BİR ASPİRİN İÇTİM HAYATIM DEĞİŞTİ

Yazı Fontunu Büyült Yazı Fontunu Küçült Yazı Fontunu Sıfırla
aspirin

Aspirin, Afrika’dan Asya’ya, Amerika’dan Avrupa’ya dünyanın her ülkesinde, 7’den 70’e herkes tarafından bilinen, tanınan bir ilaçtır.

Hem de tam 110 yaşında bir ilaç. Bugün kullandığımız saf ve bozulmaz aspirin, 1899 yılında Bayer Laboratuvarları’nda Felix Hoffman tarafından sentez edildi.

Politikacılarımızın ‘Hükümet, ameliyat edilecek hastaya, aspirin tedavisi yapıyor’ sözüyle aspirini küçümsemelerine sakın inanmayın, kanmayın. Aspirin, mükemmel bir ilaçtır! Ağrı kesicilerin ve romatizma ilaçlarının kralıdır. Çok iyi bir ateş düşürücüdür. Damar sertliğine bağlı hastalıklarda kanı sulandırmak için en çok kullanılan ilaçtır. Hatta son yıllarda aspirinin çeşitli kanserleri, özellikle de kalın bağırsak kanserlerini önlediği iddia edilmektedir. Evet, bu dünyaya gelen herkes, günün birinde Fenerbahçeli olmayabilir, ama mutlaka aspirin kullanacaktır.
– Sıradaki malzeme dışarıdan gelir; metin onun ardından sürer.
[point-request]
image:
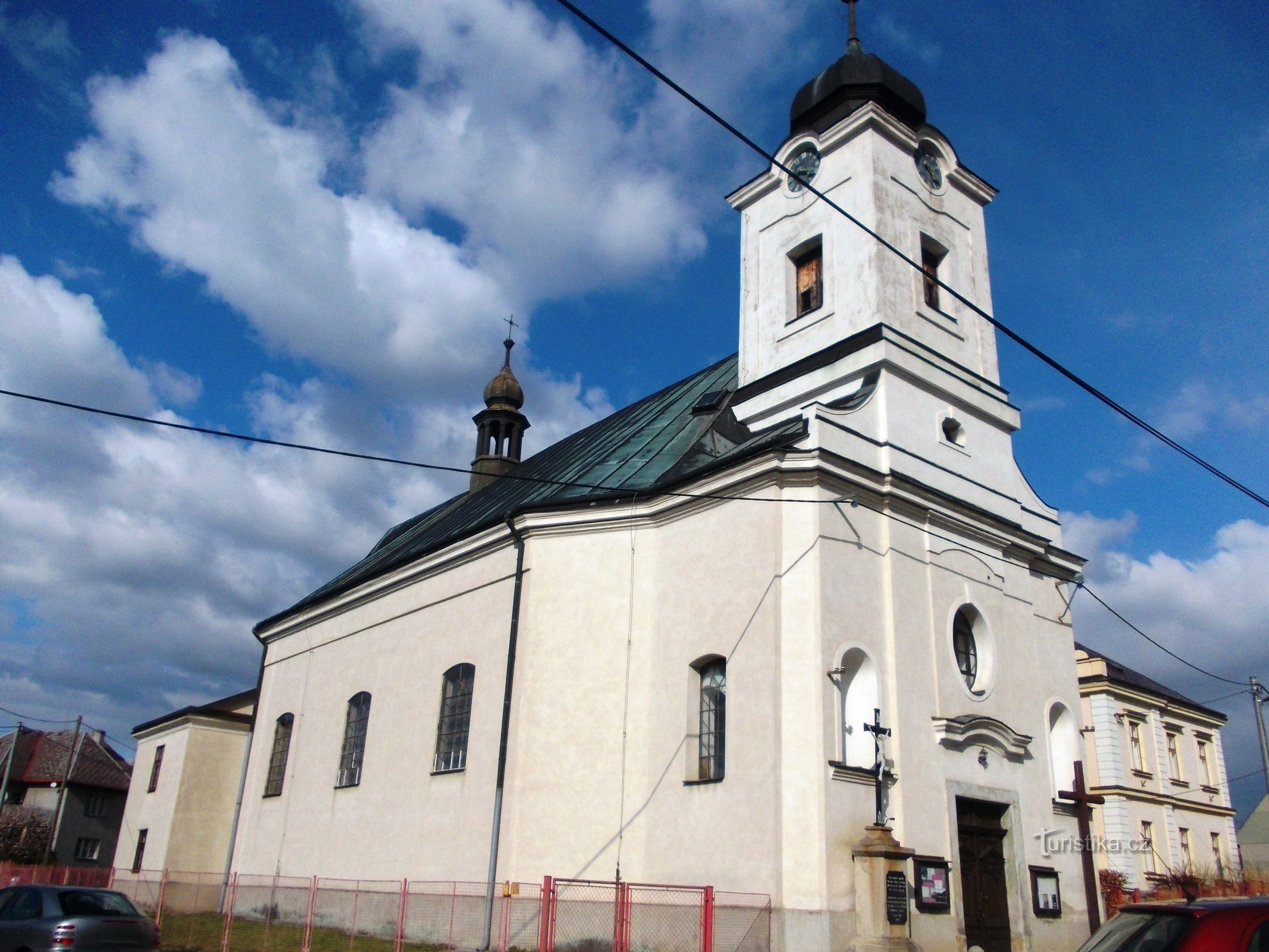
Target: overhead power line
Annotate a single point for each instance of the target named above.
(1013, 336)
(1161, 648)
(679, 494)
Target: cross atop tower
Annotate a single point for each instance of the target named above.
(853, 45)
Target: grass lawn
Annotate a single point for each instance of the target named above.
(201, 932)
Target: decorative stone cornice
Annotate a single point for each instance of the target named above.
(981, 731)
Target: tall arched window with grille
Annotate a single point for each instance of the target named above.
(857, 678)
(278, 756)
(353, 753)
(713, 720)
(456, 718)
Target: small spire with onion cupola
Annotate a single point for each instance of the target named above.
(500, 425)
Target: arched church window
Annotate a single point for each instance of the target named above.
(278, 756)
(966, 646)
(1064, 747)
(353, 753)
(456, 716)
(713, 720)
(858, 686)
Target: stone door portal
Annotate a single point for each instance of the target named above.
(984, 897)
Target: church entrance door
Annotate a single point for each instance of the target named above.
(984, 897)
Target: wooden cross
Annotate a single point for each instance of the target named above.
(879, 733)
(1084, 815)
(853, 42)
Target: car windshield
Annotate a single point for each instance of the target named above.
(94, 904)
(1140, 932)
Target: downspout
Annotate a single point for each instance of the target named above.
(503, 738)
(237, 804)
(8, 766)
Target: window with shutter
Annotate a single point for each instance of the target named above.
(810, 281)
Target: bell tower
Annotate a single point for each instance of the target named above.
(813, 280)
(499, 427)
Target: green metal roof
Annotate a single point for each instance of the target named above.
(647, 447)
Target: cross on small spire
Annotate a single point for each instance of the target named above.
(853, 45)
(880, 762)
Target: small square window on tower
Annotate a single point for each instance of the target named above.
(809, 268)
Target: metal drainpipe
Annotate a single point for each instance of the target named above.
(507, 726)
(237, 804)
(8, 766)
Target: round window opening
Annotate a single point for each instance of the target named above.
(966, 648)
(804, 168)
(929, 168)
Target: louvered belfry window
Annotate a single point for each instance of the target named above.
(456, 716)
(713, 720)
(353, 752)
(930, 277)
(810, 280)
(278, 756)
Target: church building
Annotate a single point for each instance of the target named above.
(665, 644)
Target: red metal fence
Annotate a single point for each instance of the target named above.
(206, 913)
(596, 916)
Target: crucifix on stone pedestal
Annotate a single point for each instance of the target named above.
(880, 762)
(1084, 816)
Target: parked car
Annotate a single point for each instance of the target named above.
(1205, 926)
(73, 919)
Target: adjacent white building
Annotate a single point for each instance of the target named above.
(180, 805)
(740, 570)
(1158, 759)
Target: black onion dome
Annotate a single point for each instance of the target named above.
(853, 80)
(504, 389)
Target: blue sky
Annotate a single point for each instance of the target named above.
(308, 220)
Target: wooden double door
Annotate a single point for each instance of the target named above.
(984, 891)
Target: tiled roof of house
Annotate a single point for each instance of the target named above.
(1129, 678)
(41, 757)
(226, 709)
(653, 444)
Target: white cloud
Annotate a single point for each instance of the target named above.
(1214, 611)
(526, 136)
(136, 559)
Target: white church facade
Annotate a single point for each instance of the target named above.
(701, 601)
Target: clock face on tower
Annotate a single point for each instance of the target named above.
(804, 165)
(930, 172)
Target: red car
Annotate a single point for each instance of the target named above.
(1206, 926)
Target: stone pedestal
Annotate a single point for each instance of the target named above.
(875, 856)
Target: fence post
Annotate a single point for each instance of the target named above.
(352, 928)
(163, 895)
(622, 925)
(453, 901)
(405, 898)
(229, 915)
(545, 917)
(309, 915)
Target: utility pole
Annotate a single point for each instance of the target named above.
(61, 793)
(1257, 700)
(8, 766)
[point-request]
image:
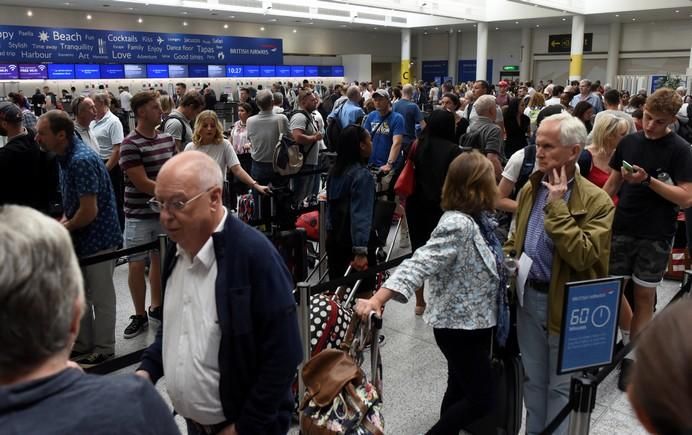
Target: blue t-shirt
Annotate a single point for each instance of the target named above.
(412, 116)
(383, 136)
(82, 172)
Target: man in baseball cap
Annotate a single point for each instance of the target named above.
(28, 176)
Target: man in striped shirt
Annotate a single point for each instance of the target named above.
(141, 156)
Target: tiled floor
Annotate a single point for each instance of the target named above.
(415, 370)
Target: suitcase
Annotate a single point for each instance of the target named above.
(509, 399)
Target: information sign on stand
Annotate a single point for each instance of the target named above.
(589, 324)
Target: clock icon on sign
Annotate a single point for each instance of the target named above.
(600, 316)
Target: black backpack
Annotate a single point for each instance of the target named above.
(333, 130)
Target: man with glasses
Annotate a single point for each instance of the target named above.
(231, 346)
(141, 156)
(90, 217)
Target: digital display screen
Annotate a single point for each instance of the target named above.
(297, 71)
(135, 71)
(87, 72)
(33, 71)
(283, 71)
(113, 71)
(267, 71)
(198, 70)
(60, 71)
(216, 71)
(177, 71)
(9, 71)
(234, 70)
(157, 71)
(251, 71)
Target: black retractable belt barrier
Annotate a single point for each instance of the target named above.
(585, 386)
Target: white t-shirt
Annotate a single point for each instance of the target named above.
(223, 154)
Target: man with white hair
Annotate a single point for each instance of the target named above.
(229, 343)
(563, 224)
(484, 134)
(42, 296)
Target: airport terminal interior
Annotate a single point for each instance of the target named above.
(81, 47)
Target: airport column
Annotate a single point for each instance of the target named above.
(526, 50)
(482, 51)
(576, 55)
(405, 76)
(613, 54)
(452, 57)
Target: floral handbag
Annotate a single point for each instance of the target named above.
(338, 398)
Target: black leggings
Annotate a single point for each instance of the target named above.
(470, 383)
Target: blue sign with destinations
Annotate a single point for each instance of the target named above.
(234, 70)
(177, 71)
(157, 71)
(267, 71)
(68, 45)
(251, 71)
(87, 72)
(33, 71)
(57, 71)
(9, 71)
(283, 71)
(589, 324)
(113, 71)
(297, 71)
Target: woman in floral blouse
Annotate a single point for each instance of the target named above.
(462, 262)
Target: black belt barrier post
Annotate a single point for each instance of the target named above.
(323, 238)
(583, 400)
(304, 320)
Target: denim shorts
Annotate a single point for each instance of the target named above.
(139, 232)
(644, 260)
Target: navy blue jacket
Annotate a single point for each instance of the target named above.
(260, 344)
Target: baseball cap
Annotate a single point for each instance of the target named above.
(10, 112)
(381, 93)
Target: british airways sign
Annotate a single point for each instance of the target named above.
(59, 45)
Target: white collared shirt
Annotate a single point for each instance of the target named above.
(191, 335)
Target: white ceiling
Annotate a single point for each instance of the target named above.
(389, 15)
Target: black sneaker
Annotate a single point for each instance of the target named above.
(138, 325)
(156, 313)
(94, 359)
(625, 370)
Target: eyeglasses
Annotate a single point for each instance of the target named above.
(179, 205)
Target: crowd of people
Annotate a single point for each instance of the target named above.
(584, 180)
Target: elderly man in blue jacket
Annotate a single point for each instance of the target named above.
(229, 343)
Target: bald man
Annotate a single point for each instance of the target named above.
(231, 354)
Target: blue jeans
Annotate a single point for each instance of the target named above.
(545, 392)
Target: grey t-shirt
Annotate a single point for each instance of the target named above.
(174, 126)
(309, 126)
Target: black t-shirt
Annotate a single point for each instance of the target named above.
(641, 212)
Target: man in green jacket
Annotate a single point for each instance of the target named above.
(563, 224)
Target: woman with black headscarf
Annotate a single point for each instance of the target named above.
(436, 150)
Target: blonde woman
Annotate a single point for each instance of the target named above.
(208, 138)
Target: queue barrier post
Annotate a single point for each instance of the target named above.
(582, 393)
(304, 321)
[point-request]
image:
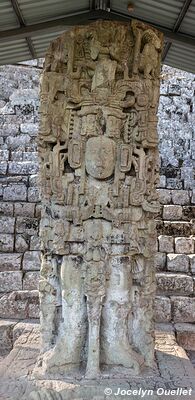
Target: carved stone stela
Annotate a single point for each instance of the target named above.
(99, 167)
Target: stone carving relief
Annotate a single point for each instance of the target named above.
(99, 168)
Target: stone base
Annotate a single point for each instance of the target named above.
(173, 377)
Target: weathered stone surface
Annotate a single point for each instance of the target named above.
(22, 243)
(160, 261)
(179, 228)
(20, 305)
(183, 309)
(15, 193)
(184, 245)
(24, 210)
(180, 197)
(7, 224)
(174, 283)
(31, 281)
(3, 168)
(24, 328)
(10, 262)
(164, 196)
(6, 242)
(172, 212)
(6, 209)
(35, 243)
(98, 173)
(31, 129)
(27, 225)
(185, 334)
(178, 262)
(33, 194)
(22, 168)
(31, 261)
(162, 308)
(192, 262)
(173, 364)
(10, 281)
(166, 244)
(6, 336)
(189, 213)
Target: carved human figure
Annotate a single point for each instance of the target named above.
(100, 157)
(98, 179)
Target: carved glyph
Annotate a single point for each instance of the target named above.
(99, 167)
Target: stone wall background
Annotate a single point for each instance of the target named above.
(20, 207)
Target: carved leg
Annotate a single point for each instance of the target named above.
(94, 308)
(66, 353)
(73, 309)
(116, 345)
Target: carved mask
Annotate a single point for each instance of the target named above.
(100, 157)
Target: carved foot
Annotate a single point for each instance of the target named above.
(126, 357)
(92, 374)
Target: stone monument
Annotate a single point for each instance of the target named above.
(99, 167)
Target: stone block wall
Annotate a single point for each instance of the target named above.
(19, 198)
(20, 207)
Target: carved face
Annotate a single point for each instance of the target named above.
(100, 157)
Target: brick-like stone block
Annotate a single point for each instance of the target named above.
(35, 243)
(184, 245)
(6, 209)
(24, 209)
(22, 168)
(33, 180)
(22, 243)
(38, 209)
(172, 213)
(174, 183)
(183, 309)
(166, 244)
(20, 305)
(176, 228)
(192, 263)
(10, 262)
(193, 196)
(3, 167)
(185, 334)
(31, 280)
(10, 280)
(6, 242)
(174, 283)
(27, 225)
(164, 196)
(4, 155)
(162, 309)
(180, 197)
(7, 224)
(31, 261)
(160, 261)
(33, 194)
(15, 193)
(177, 262)
(188, 213)
(6, 336)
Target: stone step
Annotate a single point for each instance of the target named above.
(175, 228)
(185, 334)
(11, 330)
(21, 304)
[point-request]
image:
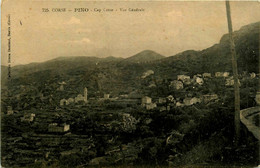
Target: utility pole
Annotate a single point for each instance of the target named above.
(235, 73)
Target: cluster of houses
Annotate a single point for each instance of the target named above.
(79, 98)
(169, 102)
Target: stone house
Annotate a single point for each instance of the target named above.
(176, 84)
(190, 101)
(206, 75)
(198, 80)
(106, 96)
(252, 75)
(10, 110)
(183, 77)
(28, 117)
(146, 100)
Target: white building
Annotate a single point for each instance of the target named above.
(176, 84)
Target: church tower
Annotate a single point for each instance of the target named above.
(85, 95)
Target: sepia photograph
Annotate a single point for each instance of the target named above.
(125, 83)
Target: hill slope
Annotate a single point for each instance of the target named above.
(144, 56)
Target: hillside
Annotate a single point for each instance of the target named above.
(218, 58)
(144, 56)
(123, 74)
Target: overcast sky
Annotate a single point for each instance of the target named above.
(165, 27)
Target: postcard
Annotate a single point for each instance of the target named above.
(130, 83)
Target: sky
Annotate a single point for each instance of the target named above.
(167, 28)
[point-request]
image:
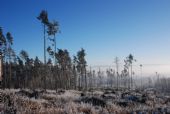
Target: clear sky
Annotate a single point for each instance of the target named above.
(104, 28)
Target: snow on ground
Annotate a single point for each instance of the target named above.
(16, 101)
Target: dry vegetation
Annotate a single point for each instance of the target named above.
(76, 102)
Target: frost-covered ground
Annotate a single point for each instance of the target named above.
(106, 101)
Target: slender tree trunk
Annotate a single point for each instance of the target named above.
(44, 59)
(131, 77)
(85, 79)
(54, 50)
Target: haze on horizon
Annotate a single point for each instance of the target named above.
(105, 29)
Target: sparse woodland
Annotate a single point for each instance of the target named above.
(59, 70)
(65, 84)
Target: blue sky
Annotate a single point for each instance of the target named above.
(104, 28)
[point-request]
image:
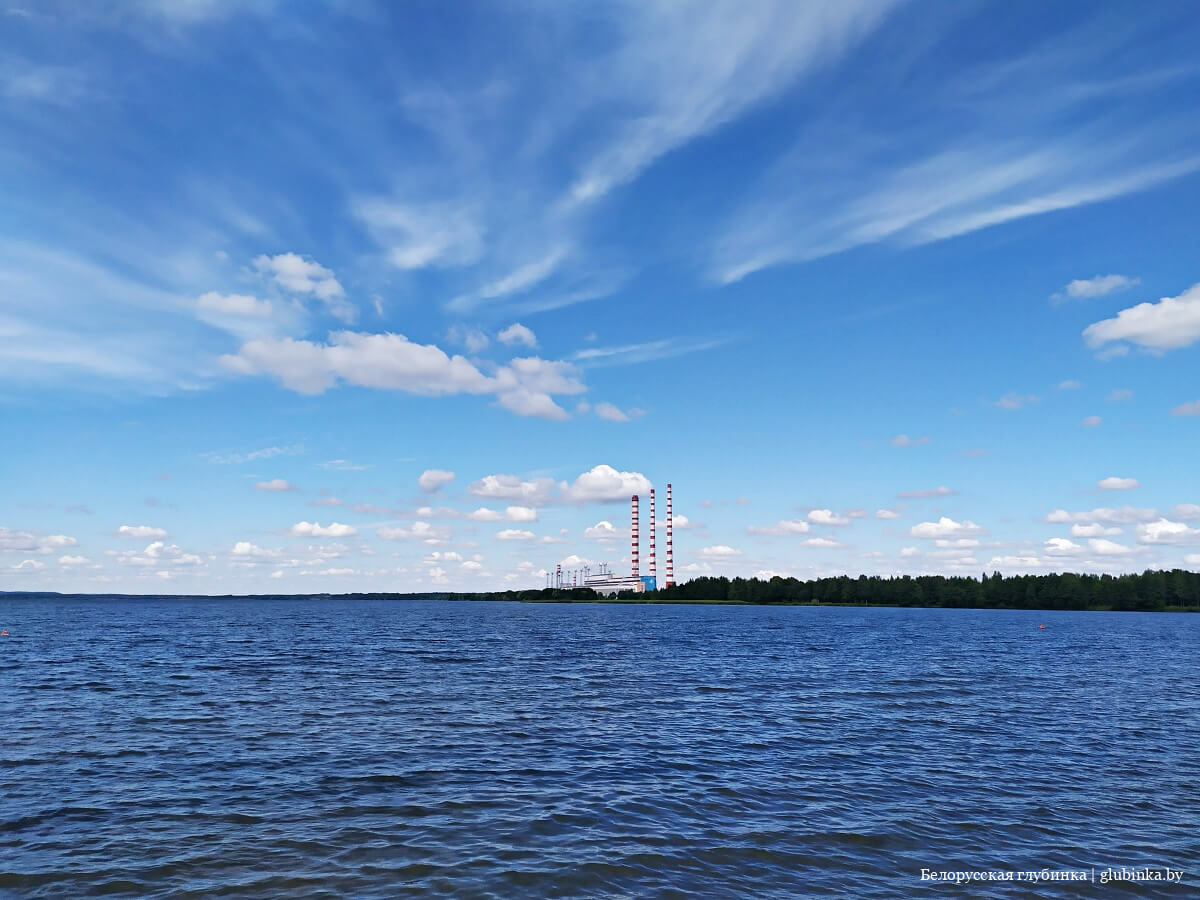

İstatistikler, bir Amerikalının yılda, ortalama olarak 60 adet 300 mg’lık aspirin tableti içtiğini gösteriyor. Buna göre, bu ülkede bir yılda tüketilen aspirin miktarı 50 bin tondur. Küçük bir Amerika olan Türkiye’de ise yılda 20-25 milyon adet aspirin satılıyor. Eh, fena rakam değil, ama Avrupa Topluluğu’na girebilmemiz için daha pek çok aspirin içmemiz lazım.

Aspirin alerjisi kadınları sever

Aspirin iyidir, hoştur, yerinde kullanıldığında mucizeler yaratır ve fakat çok ciddi yan etkileri de vardır. Bunların en önemlileri, mide-bağırsak ülserleri ve buna bağlı kanamalar, böbrek bozukluğu, hipertansiyon, hepatit, aspirin zehirlenmesi, kan tablosu bozuklukları ile aspirin alerjisidir.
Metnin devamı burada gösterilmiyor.